None of these patterns were bugs. Every one passed code review. Every one worked correctly with small data sets. They only became problems when the system grew.

That's the thing about dead branches. They don't look dead until the tree is big enough that they start stealing resources from the healthy parts. A len() call on 50 records takes milliseconds. On 50,000 records, it takes seconds. The code didn't change. The data did.

The fix isn't just knowing these four patterns. It's building a habit of regular pruning. Schedule a performance audit once a quarter. Pick one page or endpoint. Count the queries. Look at the connection pool. Check what data moves between the database and your application.

You'll almost always find dead wood. Not because anyone wrote bad code, but because code that was right at one scale becomes wrong at another. The patterns that got you to your first hundred users will hold you back at a thousand.

Codebase Growth - With and Without Pruning

Start With One Page

You don't need a week-long audit. Pick your slowest dashboard page. Add query logging. Count the queries per request. The number will surprise you.

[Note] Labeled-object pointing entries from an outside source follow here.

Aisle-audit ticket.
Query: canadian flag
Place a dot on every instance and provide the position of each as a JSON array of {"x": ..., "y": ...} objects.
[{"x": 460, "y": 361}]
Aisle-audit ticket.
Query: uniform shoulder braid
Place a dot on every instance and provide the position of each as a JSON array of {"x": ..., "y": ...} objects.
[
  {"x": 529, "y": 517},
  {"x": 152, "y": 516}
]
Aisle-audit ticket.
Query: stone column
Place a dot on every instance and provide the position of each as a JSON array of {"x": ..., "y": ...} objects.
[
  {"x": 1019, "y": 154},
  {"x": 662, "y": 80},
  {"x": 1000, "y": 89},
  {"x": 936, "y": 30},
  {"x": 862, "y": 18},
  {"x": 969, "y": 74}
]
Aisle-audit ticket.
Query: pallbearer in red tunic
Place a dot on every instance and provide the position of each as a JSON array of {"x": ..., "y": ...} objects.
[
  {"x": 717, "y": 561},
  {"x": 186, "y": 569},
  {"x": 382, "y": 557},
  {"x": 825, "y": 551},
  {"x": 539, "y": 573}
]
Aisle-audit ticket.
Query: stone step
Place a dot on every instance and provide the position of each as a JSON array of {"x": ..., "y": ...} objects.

Then look for these four patterns: counting in Python instead of SQL, loops that fire one query per iteration, "batch" methods that are really loops in disguise, and connection pools still running on default settings.

Forty-three queries became five. The dashboard went from sluggish to instant. And the best part? Each fix was small. A COUNT(*) here, a WHERE IN there, a few pool settings. No rewrites. No new frameworks. Just pruning the dead branches so the tree can grow.